Kedua pihak yang mengaku PPRS resmi sepakat menyelesaikan masalah melalui proses pengadilan. "Putusan pengadilan yang bersifat mengikat menjadi pegangan kedua kubu untuk menentukan kebenaran," ujar Yoyol.

Selain itu, semua pihak yang tidak berkepentingan termasuk massa dari Mesuji meninggalkan Rusun dan rukan GCM; pengamanan di kawasan GCM dikendalikan oleh petugas keamanan resmi dari pengelola;

Warga yang menunggak listrik wajib membayar Rp 500 juta secara bertahap. Tahap pertama sebesar Rp 100 juta yang dibayar Kamis (06/02/14). Pembayaran kedua dilakukan 14 Februari sebesar Rp 400 juta.
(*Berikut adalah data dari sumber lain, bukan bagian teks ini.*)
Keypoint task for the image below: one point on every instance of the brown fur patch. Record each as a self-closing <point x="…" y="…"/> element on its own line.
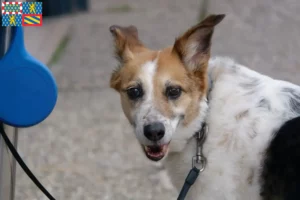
<point x="179" y="65"/>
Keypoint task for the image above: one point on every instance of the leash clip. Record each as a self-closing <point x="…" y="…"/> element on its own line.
<point x="199" y="161"/>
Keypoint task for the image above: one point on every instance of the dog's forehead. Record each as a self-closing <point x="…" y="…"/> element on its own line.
<point x="161" y="65"/>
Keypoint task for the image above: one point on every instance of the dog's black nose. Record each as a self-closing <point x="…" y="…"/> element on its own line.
<point x="154" y="131"/>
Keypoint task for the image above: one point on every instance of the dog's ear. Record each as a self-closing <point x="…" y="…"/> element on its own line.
<point x="127" y="42"/>
<point x="193" y="47"/>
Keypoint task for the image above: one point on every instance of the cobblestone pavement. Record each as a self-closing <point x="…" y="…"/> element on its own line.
<point x="85" y="149"/>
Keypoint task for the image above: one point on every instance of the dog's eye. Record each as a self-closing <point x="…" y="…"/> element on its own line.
<point x="135" y="93"/>
<point x="173" y="92"/>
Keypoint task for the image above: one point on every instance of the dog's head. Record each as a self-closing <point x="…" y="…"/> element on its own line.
<point x="163" y="92"/>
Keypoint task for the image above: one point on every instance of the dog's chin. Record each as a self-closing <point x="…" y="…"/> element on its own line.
<point x="156" y="152"/>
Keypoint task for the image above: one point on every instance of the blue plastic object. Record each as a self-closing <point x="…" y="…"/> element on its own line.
<point x="28" y="88"/>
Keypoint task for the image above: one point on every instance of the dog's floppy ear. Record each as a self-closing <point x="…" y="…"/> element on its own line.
<point x="193" y="47"/>
<point x="126" y="41"/>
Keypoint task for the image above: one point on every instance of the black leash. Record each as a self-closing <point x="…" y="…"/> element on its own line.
<point x="199" y="160"/>
<point x="189" y="181"/>
<point x="23" y="165"/>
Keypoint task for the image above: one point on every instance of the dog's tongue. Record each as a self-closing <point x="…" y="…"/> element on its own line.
<point x="157" y="150"/>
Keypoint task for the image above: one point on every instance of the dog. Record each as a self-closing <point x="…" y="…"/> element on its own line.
<point x="252" y="144"/>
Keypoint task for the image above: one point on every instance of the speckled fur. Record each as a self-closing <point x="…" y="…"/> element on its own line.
<point x="246" y="109"/>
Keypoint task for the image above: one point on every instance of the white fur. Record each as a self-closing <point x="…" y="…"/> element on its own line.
<point x="239" y="132"/>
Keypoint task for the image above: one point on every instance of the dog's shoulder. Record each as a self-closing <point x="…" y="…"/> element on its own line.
<point x="280" y="176"/>
<point x="264" y="115"/>
<point x="234" y="81"/>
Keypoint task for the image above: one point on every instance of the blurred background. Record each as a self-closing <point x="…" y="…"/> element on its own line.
<point x="85" y="150"/>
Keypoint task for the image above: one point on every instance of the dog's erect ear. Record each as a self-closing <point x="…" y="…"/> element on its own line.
<point x="193" y="47"/>
<point x="127" y="42"/>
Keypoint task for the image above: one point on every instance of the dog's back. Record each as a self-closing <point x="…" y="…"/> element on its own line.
<point x="253" y="143"/>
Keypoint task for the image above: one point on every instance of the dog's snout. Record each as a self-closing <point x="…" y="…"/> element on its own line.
<point x="154" y="131"/>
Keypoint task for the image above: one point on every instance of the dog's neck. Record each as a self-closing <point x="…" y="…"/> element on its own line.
<point x="184" y="134"/>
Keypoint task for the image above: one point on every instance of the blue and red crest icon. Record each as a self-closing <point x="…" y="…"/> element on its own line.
<point x="22" y="14"/>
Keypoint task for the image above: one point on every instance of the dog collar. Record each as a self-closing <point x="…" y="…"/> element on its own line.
<point x="199" y="160"/>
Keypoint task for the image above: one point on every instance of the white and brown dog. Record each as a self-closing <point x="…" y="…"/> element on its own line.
<point x="252" y="144"/>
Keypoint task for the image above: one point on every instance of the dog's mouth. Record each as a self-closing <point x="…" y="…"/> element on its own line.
<point x="156" y="152"/>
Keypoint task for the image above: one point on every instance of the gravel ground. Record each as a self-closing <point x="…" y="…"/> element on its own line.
<point x="85" y="149"/>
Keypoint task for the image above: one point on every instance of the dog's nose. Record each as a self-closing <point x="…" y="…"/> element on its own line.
<point x="154" y="131"/>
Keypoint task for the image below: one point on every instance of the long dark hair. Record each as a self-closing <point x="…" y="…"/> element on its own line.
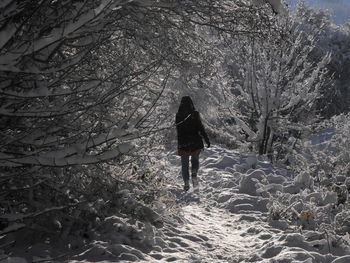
<point x="186" y="106"/>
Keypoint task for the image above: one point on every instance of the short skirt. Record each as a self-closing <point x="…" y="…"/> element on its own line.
<point x="188" y="153"/>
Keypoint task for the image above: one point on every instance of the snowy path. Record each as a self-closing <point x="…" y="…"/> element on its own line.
<point x="210" y="233"/>
<point x="225" y="221"/>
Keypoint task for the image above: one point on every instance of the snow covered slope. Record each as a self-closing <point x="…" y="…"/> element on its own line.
<point x="229" y="219"/>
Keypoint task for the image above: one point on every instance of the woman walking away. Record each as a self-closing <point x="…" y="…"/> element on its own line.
<point x="190" y="132"/>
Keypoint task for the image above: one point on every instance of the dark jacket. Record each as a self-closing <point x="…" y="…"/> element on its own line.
<point x="190" y="132"/>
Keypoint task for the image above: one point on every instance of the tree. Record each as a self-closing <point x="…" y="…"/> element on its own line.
<point x="80" y="83"/>
<point x="274" y="85"/>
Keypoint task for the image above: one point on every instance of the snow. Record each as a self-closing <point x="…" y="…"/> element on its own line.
<point x="228" y="219"/>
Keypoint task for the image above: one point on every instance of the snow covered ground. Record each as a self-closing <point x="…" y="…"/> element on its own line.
<point x="226" y="220"/>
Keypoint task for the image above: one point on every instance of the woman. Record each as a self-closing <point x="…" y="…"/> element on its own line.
<point x="190" y="132"/>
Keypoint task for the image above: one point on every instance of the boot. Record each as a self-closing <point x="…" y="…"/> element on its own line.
<point x="194" y="181"/>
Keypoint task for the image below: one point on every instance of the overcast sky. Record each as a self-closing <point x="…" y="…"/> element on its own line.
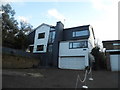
<point x="101" y="14"/>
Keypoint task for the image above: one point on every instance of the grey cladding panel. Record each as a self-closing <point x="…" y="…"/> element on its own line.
<point x="68" y="33"/>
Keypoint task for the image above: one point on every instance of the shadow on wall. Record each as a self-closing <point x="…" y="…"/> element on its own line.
<point x="12" y="61"/>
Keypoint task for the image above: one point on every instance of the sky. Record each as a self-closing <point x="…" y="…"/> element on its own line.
<point x="102" y="15"/>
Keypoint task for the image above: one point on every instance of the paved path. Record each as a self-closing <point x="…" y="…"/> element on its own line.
<point x="56" y="78"/>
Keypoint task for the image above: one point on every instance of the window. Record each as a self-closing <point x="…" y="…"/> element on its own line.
<point x="79" y="44"/>
<point x="50" y="48"/>
<point x="40" y="47"/>
<point x="41" y="35"/>
<point x="80" y="33"/>
<point x="52" y="37"/>
<point x="116" y="44"/>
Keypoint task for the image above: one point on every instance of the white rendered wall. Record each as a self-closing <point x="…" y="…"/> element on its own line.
<point x="65" y="51"/>
<point x="42" y="29"/>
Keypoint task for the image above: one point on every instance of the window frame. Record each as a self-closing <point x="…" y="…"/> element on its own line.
<point x="41" y="37"/>
<point x="79" y="33"/>
<point x="72" y="43"/>
<point x="39" y="47"/>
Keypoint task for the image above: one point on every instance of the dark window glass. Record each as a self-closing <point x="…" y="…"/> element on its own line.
<point x="80" y="33"/>
<point x="51" y="37"/>
<point x="79" y="44"/>
<point x="50" y="48"/>
<point x="40" y="47"/>
<point x="41" y="35"/>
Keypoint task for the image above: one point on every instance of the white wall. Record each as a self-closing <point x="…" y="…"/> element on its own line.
<point x="65" y="51"/>
<point x="42" y="29"/>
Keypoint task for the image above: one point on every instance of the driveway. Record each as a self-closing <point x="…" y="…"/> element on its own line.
<point x="56" y="78"/>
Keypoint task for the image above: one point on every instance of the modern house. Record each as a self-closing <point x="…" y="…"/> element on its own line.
<point x="113" y="54"/>
<point x="63" y="48"/>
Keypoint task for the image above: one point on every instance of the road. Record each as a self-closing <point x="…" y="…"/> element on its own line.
<point x="56" y="78"/>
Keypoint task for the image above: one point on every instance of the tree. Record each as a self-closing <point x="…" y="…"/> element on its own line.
<point x="12" y="35"/>
<point x="9" y="26"/>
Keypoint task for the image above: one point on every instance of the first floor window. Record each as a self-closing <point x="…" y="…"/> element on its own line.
<point x="80" y="33"/>
<point x="40" y="47"/>
<point x="78" y="44"/>
<point x="41" y="35"/>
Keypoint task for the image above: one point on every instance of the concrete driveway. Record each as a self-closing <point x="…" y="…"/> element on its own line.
<point x="56" y="78"/>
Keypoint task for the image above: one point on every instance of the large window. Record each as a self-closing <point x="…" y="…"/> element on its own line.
<point x="78" y="44"/>
<point x="51" y="37"/>
<point x="50" y="48"/>
<point x="80" y="33"/>
<point x="40" y="47"/>
<point x="41" y="35"/>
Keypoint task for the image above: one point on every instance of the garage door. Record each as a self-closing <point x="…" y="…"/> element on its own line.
<point x="115" y="63"/>
<point x="72" y="63"/>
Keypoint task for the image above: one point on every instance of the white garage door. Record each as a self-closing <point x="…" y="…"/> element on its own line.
<point x="72" y="63"/>
<point x="115" y="63"/>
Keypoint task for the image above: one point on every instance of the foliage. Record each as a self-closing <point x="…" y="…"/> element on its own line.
<point x="12" y="35"/>
<point x="100" y="59"/>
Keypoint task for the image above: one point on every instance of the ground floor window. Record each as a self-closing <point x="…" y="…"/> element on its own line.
<point x="40" y="47"/>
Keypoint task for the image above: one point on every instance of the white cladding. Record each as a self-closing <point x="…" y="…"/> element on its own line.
<point x="43" y="41"/>
<point x="72" y="58"/>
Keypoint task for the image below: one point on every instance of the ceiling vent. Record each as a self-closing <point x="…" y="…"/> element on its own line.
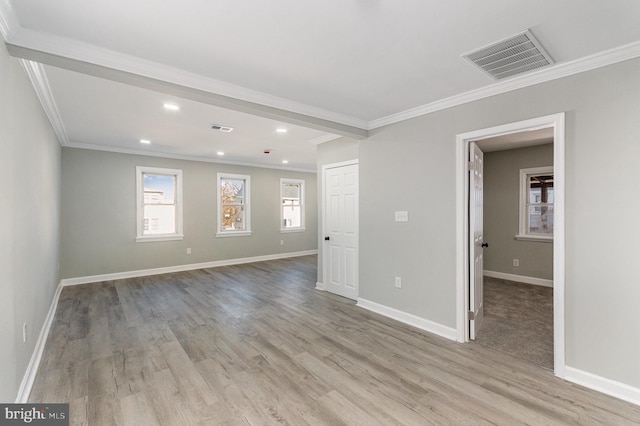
<point x="221" y="128"/>
<point x="515" y="55"/>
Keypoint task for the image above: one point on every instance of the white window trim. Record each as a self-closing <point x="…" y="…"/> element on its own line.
<point x="140" y="237"/>
<point x="247" y="202"/>
<point x="523" y="235"/>
<point x="300" y="228"/>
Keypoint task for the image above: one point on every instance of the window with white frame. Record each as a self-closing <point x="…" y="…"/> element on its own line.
<point x="291" y="205"/>
<point x="234" y="213"/>
<point x="537" y="197"/>
<point x="159" y="204"/>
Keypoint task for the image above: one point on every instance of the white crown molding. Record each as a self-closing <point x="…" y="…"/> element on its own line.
<point x="598" y="60"/>
<point x="324" y="138"/>
<point x="203" y="159"/>
<point x="40" y="83"/>
<point x="88" y="53"/>
<point x="9" y="24"/>
<point x="181" y="268"/>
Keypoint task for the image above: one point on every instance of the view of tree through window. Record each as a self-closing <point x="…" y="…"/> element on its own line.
<point x="232" y="198"/>
<point x="159" y="204"/>
<point x="540" y="204"/>
<point x="291" y="192"/>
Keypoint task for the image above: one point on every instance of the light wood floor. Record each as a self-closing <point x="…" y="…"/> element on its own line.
<point x="256" y="344"/>
<point x="518" y="320"/>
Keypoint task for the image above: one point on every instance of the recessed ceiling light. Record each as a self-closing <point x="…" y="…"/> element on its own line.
<point x="220" y="128"/>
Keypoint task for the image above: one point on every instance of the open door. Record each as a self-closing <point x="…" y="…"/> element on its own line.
<point x="476" y="242"/>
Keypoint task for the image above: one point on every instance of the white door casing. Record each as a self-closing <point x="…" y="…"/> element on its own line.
<point x="340" y="229"/>
<point x="476" y="241"/>
<point x="557" y="123"/>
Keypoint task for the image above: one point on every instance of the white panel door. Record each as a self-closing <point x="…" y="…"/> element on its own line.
<point x="476" y="242"/>
<point x="340" y="245"/>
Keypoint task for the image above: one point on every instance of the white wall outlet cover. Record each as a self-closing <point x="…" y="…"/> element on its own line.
<point x="402" y="216"/>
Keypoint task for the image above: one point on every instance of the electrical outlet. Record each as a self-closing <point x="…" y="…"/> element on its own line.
<point x="402" y="216"/>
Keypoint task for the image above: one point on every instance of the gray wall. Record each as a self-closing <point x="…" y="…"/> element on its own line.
<point x="99" y="215"/>
<point x="29" y="221"/>
<point x="412" y="166"/>
<point x="335" y="151"/>
<point x="501" y="214"/>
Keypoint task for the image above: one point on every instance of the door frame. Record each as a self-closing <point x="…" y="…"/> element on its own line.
<point x="557" y="122"/>
<point x="323" y="250"/>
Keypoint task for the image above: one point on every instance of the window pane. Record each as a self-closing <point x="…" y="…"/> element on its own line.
<point x="291" y="191"/>
<point x="232" y="191"/>
<point x="540" y="189"/>
<point x="159" y="189"/>
<point x="541" y="220"/>
<point x="159" y="219"/>
<point x="233" y="218"/>
<point x="291" y="215"/>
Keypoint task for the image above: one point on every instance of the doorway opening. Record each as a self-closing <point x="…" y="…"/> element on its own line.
<point x="470" y="242"/>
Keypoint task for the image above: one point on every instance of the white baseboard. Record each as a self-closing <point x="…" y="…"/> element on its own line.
<point x="30" y="374"/>
<point x="518" y="278"/>
<point x="604" y="385"/>
<point x="180" y="268"/>
<point x="413" y="320"/>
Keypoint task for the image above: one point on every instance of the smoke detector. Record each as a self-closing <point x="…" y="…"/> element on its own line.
<point x="512" y="56"/>
<point x="221" y="128"/>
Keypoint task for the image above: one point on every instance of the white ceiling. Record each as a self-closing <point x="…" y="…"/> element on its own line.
<point x="332" y="67"/>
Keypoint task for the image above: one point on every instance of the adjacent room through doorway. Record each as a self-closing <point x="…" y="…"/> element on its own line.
<point x="518" y="197"/>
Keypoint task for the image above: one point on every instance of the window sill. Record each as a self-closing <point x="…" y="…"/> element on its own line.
<point x="153" y="238"/>
<point x="538" y="238"/>
<point x="233" y="234"/>
<point x="289" y="230"/>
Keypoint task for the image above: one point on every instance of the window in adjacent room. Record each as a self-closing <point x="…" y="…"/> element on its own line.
<point x="159" y="204"/>
<point x="291" y="205"/>
<point x="536" y="204"/>
<point x="234" y="215"/>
Seperti diketahui, konflik kepengurusan Perhimpunan Penghuni Rumah Susun Cermpaka Mas antara Djony Tandrianto dan PPRS tandingan dari Saurip Kadi dan Palmer Situmorang membuat PLN memutuskan aliran listrik.

Ratusan warga Mesuji Lampung, berusaha menduduki Blok A1 lantai lima apartemen GCM. Ratusan anggota Polres Jakarta Pusat dibantu aparat Kodim 0501 diturunkan untuk mengamankan kawasan GCM.